The MMD scale showed munis firming in Monday morning trading. Yields on the two-year to five-year fell one basis point while yields on the six-year to eight-year were steady. Yields on the nine-year to 12-year fell one basis point, the yield on the 13-year dropped two basis points, and 14-year yield plummeted three basis points. The 15-year to 22-year was strengthening the most on the yield curve, with yields plunging up to five basis points. Outside the 23-year maturity, yields fell up to three basis points.

On Friday, the two-year yield closed flat at 0.42% for its fourth consecutive trading session. The 10-year yield closed down two basis points to 1.85% and the 30-year fell four basis points to 3.50%.

Treasuries were mostly steady in morning trading, with firming on the short-end. The two-year yield and the benchmark 10-year yield fell one basis point each to 0.26% and 1.96%, respectively. The 30-year yield was flat at 3.02%.

In the primary market, municipals can expect almost $4 billion to come to market, up from a revised $384.9 million last week.

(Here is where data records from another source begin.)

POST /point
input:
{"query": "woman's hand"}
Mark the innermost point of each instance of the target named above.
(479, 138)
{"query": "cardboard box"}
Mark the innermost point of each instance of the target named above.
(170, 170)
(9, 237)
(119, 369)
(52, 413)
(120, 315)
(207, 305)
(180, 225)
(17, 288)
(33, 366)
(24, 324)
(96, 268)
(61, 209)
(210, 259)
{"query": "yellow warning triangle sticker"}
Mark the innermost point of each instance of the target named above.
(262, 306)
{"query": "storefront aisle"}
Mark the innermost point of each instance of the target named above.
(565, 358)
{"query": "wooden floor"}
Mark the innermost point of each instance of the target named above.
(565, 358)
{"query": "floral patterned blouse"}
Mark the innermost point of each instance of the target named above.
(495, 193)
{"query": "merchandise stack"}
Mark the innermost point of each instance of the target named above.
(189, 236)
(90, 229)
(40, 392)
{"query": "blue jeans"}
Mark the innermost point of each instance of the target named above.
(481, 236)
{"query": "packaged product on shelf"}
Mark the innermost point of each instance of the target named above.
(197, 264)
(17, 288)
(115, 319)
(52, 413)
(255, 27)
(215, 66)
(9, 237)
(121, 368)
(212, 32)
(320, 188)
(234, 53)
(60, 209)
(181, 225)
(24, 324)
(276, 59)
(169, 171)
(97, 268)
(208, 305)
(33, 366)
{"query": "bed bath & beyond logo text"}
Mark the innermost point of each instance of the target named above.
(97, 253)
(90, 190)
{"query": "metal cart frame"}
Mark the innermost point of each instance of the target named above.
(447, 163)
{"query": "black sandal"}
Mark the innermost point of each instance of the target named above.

In the negotiated market, $2.15 billion is expected to be priced, up from a revised $204.3 million. On the competitive calendar, $1.83 billion is expected to be issued, up from last week’s revised $180.5 million.

Monday, PNC Capital Markets is expected to price $171.4 million of Ohio bonds, rated Aa1 by Moody’s Investors Service, and AA-plus by Standard & Poor’s and Fitch Ratings.

The deal includes $80 million of third frontier resource and development general obligation bonds, $12 million of coal development revenue bonds, and almost $79.4 million of common schools GOs.

In the competitive market Monday, Plano, Texas, Independent School District is expected to sell $92.8 million of GOs, rated Aaa by Moody’s and AA by Standard & Poor’s.